The angle of elevation of the top of an unfinished tower from a point at a distance of 80 m from its base is 30°. How much higher must the tower be raised so that its angle of elevation at the same point may be 60° ?

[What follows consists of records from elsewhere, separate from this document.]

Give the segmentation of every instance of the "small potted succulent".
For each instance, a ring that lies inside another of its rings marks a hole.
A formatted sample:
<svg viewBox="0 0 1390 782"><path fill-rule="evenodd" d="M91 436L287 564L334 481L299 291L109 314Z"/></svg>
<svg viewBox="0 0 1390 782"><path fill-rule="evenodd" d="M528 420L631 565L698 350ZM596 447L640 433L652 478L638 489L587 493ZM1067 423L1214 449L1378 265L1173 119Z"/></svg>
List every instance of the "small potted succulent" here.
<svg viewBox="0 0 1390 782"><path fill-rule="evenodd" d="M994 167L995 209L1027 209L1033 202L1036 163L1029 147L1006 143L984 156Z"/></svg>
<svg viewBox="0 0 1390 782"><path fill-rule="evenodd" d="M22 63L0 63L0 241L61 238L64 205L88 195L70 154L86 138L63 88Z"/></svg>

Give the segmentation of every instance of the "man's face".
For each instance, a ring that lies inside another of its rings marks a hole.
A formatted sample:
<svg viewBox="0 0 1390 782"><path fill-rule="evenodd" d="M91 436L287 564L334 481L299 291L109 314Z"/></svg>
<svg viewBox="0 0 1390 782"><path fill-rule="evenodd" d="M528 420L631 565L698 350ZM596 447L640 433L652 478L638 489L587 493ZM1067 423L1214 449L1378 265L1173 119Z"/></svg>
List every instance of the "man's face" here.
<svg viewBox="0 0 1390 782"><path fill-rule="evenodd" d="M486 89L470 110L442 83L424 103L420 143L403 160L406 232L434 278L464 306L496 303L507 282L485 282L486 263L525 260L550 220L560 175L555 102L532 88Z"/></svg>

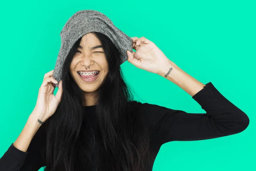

Let AB be the unfinished tower and C be the point 80 m from base of tower.

From figure,

In △ABC,

$\Rightarrow \text{tan 30°} = \dfrac{\text{Perpendicular}}{\text{Base}} \\[1em] \Rightarrow \dfrac{1}{\sqrt{3}} = \dfrac{AB}{BC} \\[1em] \Rightarrow AB = \dfrac{BC}{\sqrt{3}} \\[1em] \Rightarrow AB = \dfrac{80}{\sqrt{3}} \\[1em] \Rightarrow AB = \dfrac{80}{1.732} \\[1em] \Rightarrow AB = 46.19\text{ meters}.$

Let tower be raised to point D in order to make angle of elevation 60°.

From figure,

In △DBC,

$\Rightarrow \text{tan 60°} = \dfrac{\text{Perpendicular}}{\text{Base}} \\[1em] \Rightarrow \sqrt{3} = \dfrac{BD}{BC} \\[1em] \Rightarrow BD = BC\sqrt{3} \\[1em] \Rightarrow BD = 80\sqrt{3} \\[1em] \Rightarrow BD = 138.56\text{ metres}.$

AD = BD - AB = 138.56 - 46.19 = 92.37 meters.

Hence, the tower must be raised by 92.37 meters.